Here are three tactics that Sarah Palin is using to create memorable brand associations and how you can apply them to your marketing message.

  1. Uses vivid images. Palin compares a grizzly bear to a pitbull. The dog is known for being fierce and mean while the grizzly is fierce and protective of her young. The grizzly’s also a larger-than-life animal that’s native to Alaska and much of the American West. As a marketer, how can you simplify your message to connect with your target market? What images can you use that resonate with your audience? This talks to how your message breaks through the clutter. What can you use that will get your audience’s attention? How can you use the unexpected to attract attention and hold it?
  2. Plays on well-known roles. Palin appeals to women, particularly mothers, with the “Mama Grizzly” imagery. This reference’s association with the children’s story of Goldilocks and the Three Bears is a bonus. How is your brand and/or product associated with roles that consumers can identify with positively? A good place to look for these associations are in your company or brand’s history.
  3. Keeps it simple. Palin’s image is straightforward, visual and easy-to-remember. This helps spread the word. Think short and sweet. You want your audience to remember and share your message.
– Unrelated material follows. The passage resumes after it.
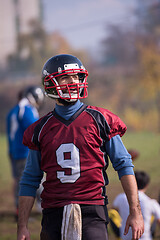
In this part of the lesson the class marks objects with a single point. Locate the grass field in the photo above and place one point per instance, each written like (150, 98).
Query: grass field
(148, 145)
One Palin trait that President Obama and marketers shouldn’t follow is the disconnect between the image she projects and reality. Despite her do-it-all mom image in the 2008 campaign, Palin was on the campaign trail away from home where her special needs baby needed extra care and pregnant teenage daughter could have benefited from having her mother around. This is a far cry from most mothers’ view of how to take care of their children. As a marketer, make sure that your message and image are in sync with your actions or your market won’t trust you.

Palin is recreating her image to avoid the sticky issue of being a quitter, having resigned as Alaska’s governor to focus on earning big bucks with books and speaking engagements. In a wired, socially connected world, Palin’s actions are transparent. She is neither genuine nor sincere.

While for some, Sarah Palin will never be more than the woman who gave up political office for personal gain, she does provide useful marketing lessons that are worth learning for your marketing communications. This applies to President Obama, too.

Happy marketing,
Heidi Cohen

Note: The grizzly bear appears on the California State flag.